A presidente Dilma tem sido correcta no acompanhamento deste caso?

Sim, a presidenta tem tido uma postura correcta. Ainda que neste caso eu ache que ela é quase coagida a dar algumas posições de protecção aos camaradas da confiança do ex-presidente Lula.

É inevitável fugir à acusação de homicídio de Duarte Lima no seu país. É normal que o MP elogie “investigações policiais feitas por encomenda”?

Sobre o caso o caso Duarte Lima só falo em tese, mas é possível no Brasil o Ministério Público ser enganado pela polícia. A polícia não tem uma relação de subordinação funcional do MP. É o modelo mais absurdo que existe na Terra, o MP tem o dever constitucional de apenas controlar externamente o trabalho policial, um controlo burocrático. Por isso posso dizer que há possibilidade de o MP ser enganado pela investigação. Ou porque a polícia quis enganar ou porque a polícia também está enganada. Agora é perfeitamente possível e há inúmeros casos em que o MP prendeu o polícia que o enganou.

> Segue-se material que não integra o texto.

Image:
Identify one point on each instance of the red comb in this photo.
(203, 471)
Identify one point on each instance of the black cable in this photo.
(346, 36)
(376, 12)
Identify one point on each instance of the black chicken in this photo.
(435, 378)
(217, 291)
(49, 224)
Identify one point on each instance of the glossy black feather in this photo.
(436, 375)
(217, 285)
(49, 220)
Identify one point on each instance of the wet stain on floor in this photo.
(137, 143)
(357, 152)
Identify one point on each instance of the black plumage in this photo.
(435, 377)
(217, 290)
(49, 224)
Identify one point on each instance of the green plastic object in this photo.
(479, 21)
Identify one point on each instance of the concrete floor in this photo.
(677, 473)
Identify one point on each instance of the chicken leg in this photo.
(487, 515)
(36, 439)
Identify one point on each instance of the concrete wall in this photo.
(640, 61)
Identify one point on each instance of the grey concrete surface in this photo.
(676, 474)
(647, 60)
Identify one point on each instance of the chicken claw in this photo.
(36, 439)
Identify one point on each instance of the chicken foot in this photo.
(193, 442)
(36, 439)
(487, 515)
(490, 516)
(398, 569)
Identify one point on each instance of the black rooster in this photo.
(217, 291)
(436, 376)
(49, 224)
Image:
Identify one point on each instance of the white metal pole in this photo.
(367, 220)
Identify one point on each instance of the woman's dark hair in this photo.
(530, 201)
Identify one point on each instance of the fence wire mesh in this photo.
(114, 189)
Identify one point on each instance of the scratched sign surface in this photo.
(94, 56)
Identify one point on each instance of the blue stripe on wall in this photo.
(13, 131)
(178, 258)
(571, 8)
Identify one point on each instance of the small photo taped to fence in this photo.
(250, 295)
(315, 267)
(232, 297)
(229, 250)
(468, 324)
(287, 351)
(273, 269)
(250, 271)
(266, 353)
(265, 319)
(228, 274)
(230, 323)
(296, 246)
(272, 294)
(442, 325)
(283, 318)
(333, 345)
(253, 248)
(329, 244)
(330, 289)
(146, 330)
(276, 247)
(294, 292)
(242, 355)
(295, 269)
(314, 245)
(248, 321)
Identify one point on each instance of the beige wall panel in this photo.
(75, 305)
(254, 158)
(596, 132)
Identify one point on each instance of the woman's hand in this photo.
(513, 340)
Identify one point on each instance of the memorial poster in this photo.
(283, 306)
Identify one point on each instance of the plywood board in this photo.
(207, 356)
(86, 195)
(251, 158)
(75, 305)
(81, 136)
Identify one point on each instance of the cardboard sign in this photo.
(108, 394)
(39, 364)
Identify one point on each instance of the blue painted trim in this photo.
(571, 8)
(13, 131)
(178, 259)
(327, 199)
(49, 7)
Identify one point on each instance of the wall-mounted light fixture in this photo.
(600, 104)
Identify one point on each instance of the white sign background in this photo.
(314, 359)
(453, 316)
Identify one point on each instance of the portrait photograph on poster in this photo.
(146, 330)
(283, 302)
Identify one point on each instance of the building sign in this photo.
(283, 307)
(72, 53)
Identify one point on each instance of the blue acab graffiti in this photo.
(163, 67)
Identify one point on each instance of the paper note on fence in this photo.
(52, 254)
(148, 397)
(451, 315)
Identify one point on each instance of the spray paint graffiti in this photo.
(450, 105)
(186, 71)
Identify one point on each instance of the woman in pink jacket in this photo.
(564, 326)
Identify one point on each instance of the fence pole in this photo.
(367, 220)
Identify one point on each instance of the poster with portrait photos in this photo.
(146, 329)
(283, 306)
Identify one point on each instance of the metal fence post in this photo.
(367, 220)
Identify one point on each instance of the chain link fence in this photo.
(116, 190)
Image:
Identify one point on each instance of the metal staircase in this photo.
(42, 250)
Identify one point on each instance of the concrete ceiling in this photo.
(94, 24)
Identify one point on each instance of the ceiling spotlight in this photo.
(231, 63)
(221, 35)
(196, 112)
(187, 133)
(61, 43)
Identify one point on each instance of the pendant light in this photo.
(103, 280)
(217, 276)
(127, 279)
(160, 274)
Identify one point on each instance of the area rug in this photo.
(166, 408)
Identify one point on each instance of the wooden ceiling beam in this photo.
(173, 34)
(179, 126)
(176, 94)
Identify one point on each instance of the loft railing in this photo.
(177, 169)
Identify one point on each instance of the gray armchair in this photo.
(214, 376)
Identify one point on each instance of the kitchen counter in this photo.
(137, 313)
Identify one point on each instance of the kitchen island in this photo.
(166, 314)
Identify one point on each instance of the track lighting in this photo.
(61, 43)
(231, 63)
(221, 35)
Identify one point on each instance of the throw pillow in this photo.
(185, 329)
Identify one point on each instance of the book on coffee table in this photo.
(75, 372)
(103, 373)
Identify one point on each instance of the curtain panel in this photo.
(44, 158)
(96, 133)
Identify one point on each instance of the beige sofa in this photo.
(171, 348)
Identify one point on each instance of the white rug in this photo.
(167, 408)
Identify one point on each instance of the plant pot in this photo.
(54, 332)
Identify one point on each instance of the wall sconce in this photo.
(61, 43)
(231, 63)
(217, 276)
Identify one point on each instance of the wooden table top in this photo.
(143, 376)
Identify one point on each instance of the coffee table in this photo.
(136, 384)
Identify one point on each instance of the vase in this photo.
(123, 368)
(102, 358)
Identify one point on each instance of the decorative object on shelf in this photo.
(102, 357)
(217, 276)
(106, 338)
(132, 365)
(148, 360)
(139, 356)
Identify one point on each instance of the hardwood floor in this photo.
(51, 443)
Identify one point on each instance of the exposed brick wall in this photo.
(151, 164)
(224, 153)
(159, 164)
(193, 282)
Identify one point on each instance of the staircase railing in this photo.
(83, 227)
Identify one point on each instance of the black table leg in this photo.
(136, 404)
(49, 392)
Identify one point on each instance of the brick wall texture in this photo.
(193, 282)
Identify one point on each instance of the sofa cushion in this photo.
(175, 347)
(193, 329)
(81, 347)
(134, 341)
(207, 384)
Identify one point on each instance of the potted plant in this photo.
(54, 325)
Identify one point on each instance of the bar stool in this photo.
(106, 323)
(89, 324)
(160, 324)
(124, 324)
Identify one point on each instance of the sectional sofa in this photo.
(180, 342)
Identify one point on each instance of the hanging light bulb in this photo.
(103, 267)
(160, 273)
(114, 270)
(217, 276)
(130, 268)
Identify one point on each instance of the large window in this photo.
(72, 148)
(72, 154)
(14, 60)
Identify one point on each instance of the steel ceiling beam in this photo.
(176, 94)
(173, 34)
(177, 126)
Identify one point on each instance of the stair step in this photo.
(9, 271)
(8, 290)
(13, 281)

Neste caso o MP_elogiou a polícia...

Como disse no início, prefiro não comentar. Se o MP elogiou o trabalho da polícia neste caso é porque terá as razões para o fazer. Mas não é normal dar uma de elogiador.

As relações entre os dois países são suficientemente fortes para tratar casos complexos como este, ou existem lacunas?

Brasil e Portugal têm um acordo de cooperação em matéria penal que fez há pouco tempo 20 anos e que por isso é um acordo muito firme e seguro, que tem permitido muitas cooperações.

Que imagem fica para um brasileiro que acaba de aterrar neste pequeno país europeu a enfrentar uma grave crise económica?

Bom, eu conheço bem Portugal e quando aterrei notei que, do táxi à pastelaria, a população está atravessando grandes dificuldades. Mas não é essa a imagem que fica para nós e Portugal nunca será pequeno por ter 10 milhões de habitantes. É o país de referência primeira de qualquer brasileiro. Aliás, posso mesmo dizer que, no âmbito jurídico, Portugal é uma potência para o Brasil. Decisões de tribunais portugueses são tomadas por referência, inclusivamente em casos como o Mensalão.